The Usenet Oracle has pondered your question deeply. Your question was:

> Tell me, O Oracle most wise in the ways of Personkind
>
> What is the sound of one hand slapping you silly?

And in response, thus spake the Oracle:

} It goes:
} <whippp> >>KRAK!!<< Aaaaaaaaaaaaargh!
} <whippp> >>KRAK!!<< Oooooooooooooooh!
} <whippp> >>KRAK!!<< Aaaaaaaaaaaaargh!
} <smakkk> >>KRAK!!<< EeeeeeeeeeeeeeeK!
} <whippp> >>KRAK!!<< Aaaaaaaaaaaaargh!
} <whippp> >>KRAK!!<< Oooooooooooooooh!
} <smakkk> >>KRAK!!<< Aaaaaaaaaaaaargh!
} <smakkk> >>KRAK!!<< EeeeeeeeeeeeeeeK!
} Oh, God, STOP IT, STOP IT, AAAAAARGH!
}
} You owe the Oracle a set of lovers' dungeon equipment.


72-02
Selected-By: Steve Kinzler <kinzler@cs.indiana.edu>

The Usenet Oracle has pondered your question deeply. Your question was:

> Oh Oracle,
>       What is the percentage of computer science grad students
> that are geeks, and how can I meet some drama majors?

And in response, thus spake the Oracle:

} First of all, let us look upon the definition of the word geek:
}
} geek \'ge-k\ n [prob.  fr.  E dial.  geek, geck fool, fr.  LG geck, fr.
}    MLG] : a carnival performer often billed as a wild man whose act usu.
}    includes biting the head off a live chicken or snake.
}
} From this definition, we can see that only a small percentage of
} computer science grad students are actually practicing geeks (about 8%),
} while a great many more (38.2%) actually are closet geeks who's thoughts
} constantly turn to the myriad completely gross, yet fascinating things
} that can be done with small animals.
}
} The Oracle knows of your secret wish to join the circus (or a rock
} group) and practice your fascination in public, and it also knows of
} your silent struggle to suppress these feelings for fear that the
} descent public will not accept you.  However, there is no need to fear.
} Your are in the company of other geeks who have gained much fame and
} money (ie.  such as Ozzie Osbourne, who was a computer science grad
} student).
}
} Come out of the closet and express yourself on some nearby livestock!
}
} As for your second question, drama majors may be easily purchased at the
} nearest Drama Shop.
}
} You owe the Oracle the head a live chicken or snake.


72-03
Selected-By: Steve Kinzler <kinzler@cs.indiana.edu>

The Usenet Oracle has pondered your question deeply. Your question was:

> I have to write documentation.  Is this the right job for me?

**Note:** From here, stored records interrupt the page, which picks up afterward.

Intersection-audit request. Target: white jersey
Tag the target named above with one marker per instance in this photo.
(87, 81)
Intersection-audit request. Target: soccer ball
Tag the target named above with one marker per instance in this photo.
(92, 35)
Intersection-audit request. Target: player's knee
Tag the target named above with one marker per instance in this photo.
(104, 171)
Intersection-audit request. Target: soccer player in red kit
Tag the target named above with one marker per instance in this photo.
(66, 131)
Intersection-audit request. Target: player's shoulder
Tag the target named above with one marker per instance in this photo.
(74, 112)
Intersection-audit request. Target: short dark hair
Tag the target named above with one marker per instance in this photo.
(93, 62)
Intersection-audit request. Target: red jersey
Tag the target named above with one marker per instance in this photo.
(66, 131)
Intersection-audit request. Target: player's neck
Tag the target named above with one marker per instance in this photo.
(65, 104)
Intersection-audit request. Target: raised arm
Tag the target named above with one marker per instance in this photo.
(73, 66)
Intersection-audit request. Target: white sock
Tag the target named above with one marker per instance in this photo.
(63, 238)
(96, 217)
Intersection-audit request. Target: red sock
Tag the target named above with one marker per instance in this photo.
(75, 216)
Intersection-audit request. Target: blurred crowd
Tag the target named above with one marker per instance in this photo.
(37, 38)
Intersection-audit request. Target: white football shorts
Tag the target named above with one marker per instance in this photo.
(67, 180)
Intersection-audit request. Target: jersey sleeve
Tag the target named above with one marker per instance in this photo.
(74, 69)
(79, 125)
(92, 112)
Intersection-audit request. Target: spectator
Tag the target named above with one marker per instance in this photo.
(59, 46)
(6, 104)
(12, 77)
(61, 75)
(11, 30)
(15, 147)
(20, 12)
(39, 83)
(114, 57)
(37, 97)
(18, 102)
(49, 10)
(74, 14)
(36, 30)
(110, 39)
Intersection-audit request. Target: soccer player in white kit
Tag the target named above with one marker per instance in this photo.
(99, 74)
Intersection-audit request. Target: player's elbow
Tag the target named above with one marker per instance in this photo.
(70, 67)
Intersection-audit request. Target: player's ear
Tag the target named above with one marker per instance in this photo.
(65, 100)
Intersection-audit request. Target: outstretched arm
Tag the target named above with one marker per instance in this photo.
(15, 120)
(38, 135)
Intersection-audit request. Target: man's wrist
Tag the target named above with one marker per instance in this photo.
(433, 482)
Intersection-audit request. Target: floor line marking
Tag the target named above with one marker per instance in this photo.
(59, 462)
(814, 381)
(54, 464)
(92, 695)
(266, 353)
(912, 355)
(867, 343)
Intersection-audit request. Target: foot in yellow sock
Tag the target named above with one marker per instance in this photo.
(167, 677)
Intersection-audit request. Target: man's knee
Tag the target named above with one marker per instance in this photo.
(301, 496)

And in response, thus spake the Oracle:

} By sending Me a message consisting of two well-formed, correctly spelt,
} grammatical sentences which make complete sense without the need for a
} knowledge of exactly what it is you're describing, you have proved
} beyond any doubt that:
}
}     WRITING DOCUMENTATION IS THE ***WRONG*** JOB FOR YOU.
}
} People who write documentation would have written:
}
} My employment situation (Part # 23435674565-001) as of this instant in
} time requires I engage in documentary printed format output (art Nos.
} 343434243-6 through 6645675).  There is a glass of orange juice on my
} head.  Kindly oblige me with your approximate estimate of the
} appropriateness for myself of task onto assinned what like I have been.
} THIS LINE INTENTIONALLY LEFT BLANK


72-04
Selected-By: Steve Kinzler <kinzler@cs.indiana.edu>

The Usenet Oracle has pondered your question deeply. Your question was:

> Who is this Lisa woman, and why is she our net.sex.goddess?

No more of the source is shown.